Uma das meninas, a mais velha, quando fez 14 anos foi despachada por recomendação para casa duma família em Lisboa que tratou de lhe arranjar sítio onde passou a servir e portanto a ganhar qualquer coisa. Era a época das “sopeiras” que as patroas exploravam miseravelmente a troco da sopa e de um pequeno ordenado, que na maior parte dos casos nunca pagavam. Todavia orgulhavam-se de ter empregada de avental e touca, quando as acompanhavam ao mercado da 24 de Julho e vinham com a alcofa a abarrotar de compras.
Os anos foram passando e o Carlos, assim se chamava o consorte da Carlota, não obstante estar mais velho e cansado do trabalho rude que sempre teve, gostava de cumprir com as suas obrigações de marido, não deixando a esposa descansada. A mulher vivia numa angústia tremenda com receio de ter filho, numa altura em que os outros já eram homens.
Soube, numa das idas mensais a Quintanilha que no Posto da Caixa, em Bragança, que havia consultas de Planeamento Familiar, para não ter filhos (foi assim que lhe disseram). Aconselhou-se com o marido e lá partiu um dia, muito cedo, com o seu xaile antigo mas novo por falta de uso, e quando chegou o movimento já era grande frente ao guiché.

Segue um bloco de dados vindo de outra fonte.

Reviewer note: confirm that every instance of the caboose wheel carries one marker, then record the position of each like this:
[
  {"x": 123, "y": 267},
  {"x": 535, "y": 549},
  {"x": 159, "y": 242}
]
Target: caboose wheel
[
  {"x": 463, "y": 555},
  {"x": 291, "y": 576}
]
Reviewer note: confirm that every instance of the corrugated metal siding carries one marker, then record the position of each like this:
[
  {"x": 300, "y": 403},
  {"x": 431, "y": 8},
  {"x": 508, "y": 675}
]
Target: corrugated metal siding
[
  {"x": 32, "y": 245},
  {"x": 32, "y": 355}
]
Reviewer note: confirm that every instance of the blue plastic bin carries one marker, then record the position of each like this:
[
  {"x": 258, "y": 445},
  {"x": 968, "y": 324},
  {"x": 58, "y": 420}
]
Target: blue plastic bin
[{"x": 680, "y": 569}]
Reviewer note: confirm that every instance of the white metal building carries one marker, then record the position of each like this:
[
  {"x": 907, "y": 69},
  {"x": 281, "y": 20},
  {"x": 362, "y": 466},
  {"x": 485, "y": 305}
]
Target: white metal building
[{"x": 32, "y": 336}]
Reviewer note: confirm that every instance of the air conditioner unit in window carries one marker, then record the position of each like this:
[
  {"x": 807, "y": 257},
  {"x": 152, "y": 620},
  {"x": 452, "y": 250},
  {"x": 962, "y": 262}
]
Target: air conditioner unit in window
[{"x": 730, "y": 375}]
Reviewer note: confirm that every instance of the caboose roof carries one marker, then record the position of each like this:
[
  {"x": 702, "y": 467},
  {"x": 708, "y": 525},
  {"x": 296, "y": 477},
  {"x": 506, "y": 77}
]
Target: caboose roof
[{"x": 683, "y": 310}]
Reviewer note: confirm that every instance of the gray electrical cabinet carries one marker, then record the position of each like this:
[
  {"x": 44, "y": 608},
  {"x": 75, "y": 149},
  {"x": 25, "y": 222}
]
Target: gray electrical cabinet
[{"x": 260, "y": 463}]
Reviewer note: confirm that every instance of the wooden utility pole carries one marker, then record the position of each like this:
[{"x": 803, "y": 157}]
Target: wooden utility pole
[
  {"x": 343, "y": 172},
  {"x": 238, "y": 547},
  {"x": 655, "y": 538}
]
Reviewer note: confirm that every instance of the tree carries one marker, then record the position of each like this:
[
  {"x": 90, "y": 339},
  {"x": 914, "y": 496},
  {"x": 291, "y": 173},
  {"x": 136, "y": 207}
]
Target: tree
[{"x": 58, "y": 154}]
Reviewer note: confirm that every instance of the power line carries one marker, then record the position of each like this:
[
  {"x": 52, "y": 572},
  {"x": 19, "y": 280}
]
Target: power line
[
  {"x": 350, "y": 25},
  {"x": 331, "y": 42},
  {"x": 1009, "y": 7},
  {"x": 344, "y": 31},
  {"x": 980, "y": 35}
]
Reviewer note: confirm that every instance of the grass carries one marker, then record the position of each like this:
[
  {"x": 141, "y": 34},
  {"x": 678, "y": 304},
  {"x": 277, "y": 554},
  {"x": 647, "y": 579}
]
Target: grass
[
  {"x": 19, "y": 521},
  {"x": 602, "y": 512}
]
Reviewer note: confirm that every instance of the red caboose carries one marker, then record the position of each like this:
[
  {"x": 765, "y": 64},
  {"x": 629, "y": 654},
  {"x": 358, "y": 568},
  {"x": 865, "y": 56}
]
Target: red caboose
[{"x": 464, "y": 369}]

O nervoso miudinho apoderou-se-lhe, e a vergonha pela marcação da consulta fazia-lhe tremer as pernas. Esqueceu-se completamente de como se chamava a consulta, sabendo somente para que servia e qual a sua origem.
Quando a empregada lhe pergunta que consulta desejava, a Carlota corou, a saliva secou-se-lhe, tendo balbuciado “Quero uma consulta para Fodiamento no ar”.
Teve a consulta, voltou a casa encantada com as explicações que a Médica lhe deu, só o marido nunca foi capaz de a possuir no ar, e até hoje nunca entendeu que raio de posição seria aquela, admitindo que eram esquisitices da vida moderna.